Saya tidak anti film horor dan punya pendapat bahwa Jelangkung adalah film horor Indonesia yang bagus dalam arti, mampu membuat penonton ketakutan. Dalam film itu hanya ada Suster Ngesot dan tidak ada pocong. Perhatikan, tidak ada pocong-nya!

Sepertinya, para pembuat film horor 'asal bikin, yang penting penonton kaget dan kalau bisa horny melihat keseksian tubuh pemeran wanita-nya' tersebut tidak akan memikirkan apa-apa selain duit. Tapi, sekali lagi, mengapa harus pocong?

Pocong disamakan dengan setan yang menakutkan. Padahal semua orang yang beragama Islam setelah meninggal nanti akan dikafani, dijadikan--sebenarnya saya tidak suka istilah ini--pocong. Artinya, setelah mati nanti, kaum muslimin disamakan dengan setan, dong....

Saya tidak bermaksud menyinggung kaum muslimin karena saya juga memeluk agama Islam dan insya Allah akan mempertahankannya sampai mati. Justru karena itulah, saya tersinggung kalau pocong dijual untuk menakut-nakuti orang. Kalau kaum muslimin yang lain tidak tersinggung, terserah. Tapi saya tidak rela kalau kelak meninggal dunia, saya dianggap sama dengan setan, setidaknya di mata orang-orang yang membuat dan menonton film horor yang ada pocong-nya tersebut. Saya 'kan keren (narsis...), kok disama-samakan dengan setan, sih?

Ah, sudahlah. Yang pasti, setelah melihat poster film 'yang ada pocong'-nya tersebut, saya jadi kehilangan selera menonton. Lebih baik turun, cari makan, terus pulang.
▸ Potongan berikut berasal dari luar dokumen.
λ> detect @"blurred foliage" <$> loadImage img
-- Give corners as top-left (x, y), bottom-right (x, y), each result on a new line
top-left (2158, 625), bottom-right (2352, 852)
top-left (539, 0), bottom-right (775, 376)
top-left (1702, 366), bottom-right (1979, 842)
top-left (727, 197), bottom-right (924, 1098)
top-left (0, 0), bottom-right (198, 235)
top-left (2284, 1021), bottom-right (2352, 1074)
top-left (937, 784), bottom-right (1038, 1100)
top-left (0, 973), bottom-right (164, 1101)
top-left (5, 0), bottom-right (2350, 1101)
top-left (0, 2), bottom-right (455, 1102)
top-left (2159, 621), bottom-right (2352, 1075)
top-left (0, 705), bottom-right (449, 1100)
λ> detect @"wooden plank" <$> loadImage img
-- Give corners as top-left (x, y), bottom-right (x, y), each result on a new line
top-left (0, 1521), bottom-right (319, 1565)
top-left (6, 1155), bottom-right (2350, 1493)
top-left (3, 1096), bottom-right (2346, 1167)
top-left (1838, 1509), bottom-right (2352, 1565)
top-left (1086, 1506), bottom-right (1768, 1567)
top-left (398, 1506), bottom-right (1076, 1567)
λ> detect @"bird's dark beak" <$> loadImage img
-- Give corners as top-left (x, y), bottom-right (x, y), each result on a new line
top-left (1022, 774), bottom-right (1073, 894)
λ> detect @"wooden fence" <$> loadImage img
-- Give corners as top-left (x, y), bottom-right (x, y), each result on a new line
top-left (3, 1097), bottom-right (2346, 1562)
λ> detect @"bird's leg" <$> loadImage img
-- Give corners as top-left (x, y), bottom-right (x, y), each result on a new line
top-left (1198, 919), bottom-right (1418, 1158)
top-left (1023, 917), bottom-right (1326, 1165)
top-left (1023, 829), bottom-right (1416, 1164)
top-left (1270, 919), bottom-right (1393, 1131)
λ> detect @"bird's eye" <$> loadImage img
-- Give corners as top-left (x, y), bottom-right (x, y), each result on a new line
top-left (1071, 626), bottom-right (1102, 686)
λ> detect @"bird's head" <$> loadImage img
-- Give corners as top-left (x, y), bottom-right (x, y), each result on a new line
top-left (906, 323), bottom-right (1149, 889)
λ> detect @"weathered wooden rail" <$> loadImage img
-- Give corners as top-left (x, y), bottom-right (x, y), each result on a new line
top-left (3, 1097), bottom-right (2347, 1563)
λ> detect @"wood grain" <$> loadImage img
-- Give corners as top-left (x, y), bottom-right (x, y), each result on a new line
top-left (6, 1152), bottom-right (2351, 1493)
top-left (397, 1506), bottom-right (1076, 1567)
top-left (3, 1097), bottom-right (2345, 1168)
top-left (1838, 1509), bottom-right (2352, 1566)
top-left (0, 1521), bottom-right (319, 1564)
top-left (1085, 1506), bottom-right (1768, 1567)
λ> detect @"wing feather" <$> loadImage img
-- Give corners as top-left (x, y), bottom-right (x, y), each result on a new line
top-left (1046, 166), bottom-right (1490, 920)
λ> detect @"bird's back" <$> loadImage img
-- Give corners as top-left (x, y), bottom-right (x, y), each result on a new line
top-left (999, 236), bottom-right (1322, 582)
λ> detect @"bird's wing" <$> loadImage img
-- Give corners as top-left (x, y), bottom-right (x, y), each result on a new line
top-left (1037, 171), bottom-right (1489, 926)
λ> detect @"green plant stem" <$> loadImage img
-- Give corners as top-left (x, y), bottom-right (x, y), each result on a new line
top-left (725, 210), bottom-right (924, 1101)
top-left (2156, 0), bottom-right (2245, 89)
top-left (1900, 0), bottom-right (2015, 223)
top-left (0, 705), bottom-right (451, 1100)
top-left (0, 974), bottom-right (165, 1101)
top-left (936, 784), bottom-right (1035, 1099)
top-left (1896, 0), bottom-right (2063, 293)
Hanya gara-gara pocong.

Pocong lagi, pocong lagi, cape de....

2 komentar:

Afni Rustam mengatakan...

Assalamualaikum... Salam kenal ya...
setuju tuh sama pemikiran kamu... tul banget!!! lebih gemes lagi kalo sutradara'a orang yang tidak mengerti ttg Agama Islam, sempat juga saya lihat ada beberapa judul film horor yang sutradara'a dari "seberang" maaf...maaf sebelum'a u/yang kurang berkenan m'baca comment saya

tapi ngomong-ngomong ngana orang manado, ato pernah tinggal di Manado.. kayak'a Fasih tu logat hehehehe

—¤(rIDa)¤— mengatakan...

iya, ya om ya.., padahal sekarang film2 yang berbau pocong udah gak musim.

lagian bukannya serem malah lucu..
hehe..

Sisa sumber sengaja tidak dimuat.